Er hatte das Glück, zu den ganz wenigen Leuten auf der Welt zu gehören, die ihren Job tatsächlich mochten, und sein Job war das Töten. Aber nicht einfach willkürliches Töten. Er war kein mordender Mistkerl. Nein, Eggie tötete für einen guten Zweck, um seine Artgenossen und andere Gattungen und Spezies zu beschützen, die er zwar nicht sonderlich mochte und die auch ihn nicht großartig kümmerten - aber er fand trotzdem, dass sie Schutz verdient hatten, genauso wie jeder andere, der sich in ein vollkommen anderes Wesen verwandeln konnte.

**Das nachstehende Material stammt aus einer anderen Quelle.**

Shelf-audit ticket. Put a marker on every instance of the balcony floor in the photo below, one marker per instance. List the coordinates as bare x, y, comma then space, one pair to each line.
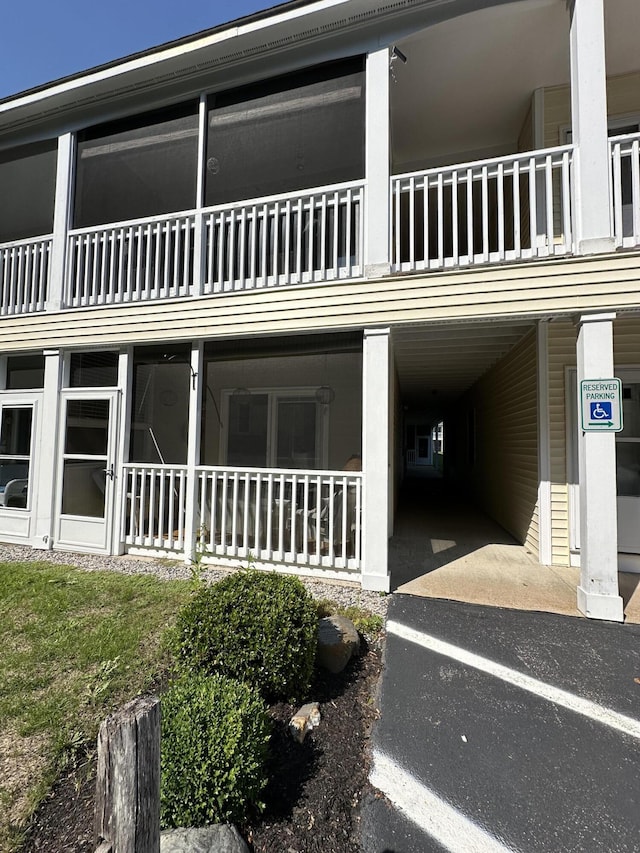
446, 548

Eggie war gut im Töten. Manche würden wahrscheinlich sogar behaupten, es sei das Einzige, worin Eggie Ray Smith überhaupt gut war. Also, warum zwang man ihn dann, das Einzige sein zu lassen, was er gut konnte, nur »weil Eggie uns allmählich nervös macht«, wie seine Kollegen bei den Marines zugegeben hatten. Eggie verstand auch gar nicht, wie er das - angeblich - angestellt hatte. Er hatte nichts anderes getan als an jedem anderen Tag.
Aber weil seine gesamte Einheit - die Einheit ohne Namen und ohne Nummer, die nur jenen bekannt war, die sich Reißzähne und Krallen wachsen lassen konnten, wann immer sie es wollten - der Ansicht gewesen war, er bräuchte »eine Pause«, machte Eggie nun eben Pause.
Da er also in den kommenden ein, zwei Monaten nichts anderes zu tun hatte - je nachdem, wann seine Vorgesetzten ihn wieder benötigten -, war Eggie nach Hause zurückgekehrt.
Und bis vor drei Minuten war er noch davon überzeugt gewesen, dass es sich dabei um die dämlichste Entscheidung handelte, die er seit Langem getroffen hatte, unter anderem, weil seine Brüder so verzweifelt versuchten, sich ein Weibchen an Land zu ziehen. Für die meisten Wolfswandler bedeutete »ein Weibchen an Land ziehen« natürlich einfach, ihre Auserwählte zu verführen oder sie mit einem noch immer zappelnden Wapiti zu umwerben.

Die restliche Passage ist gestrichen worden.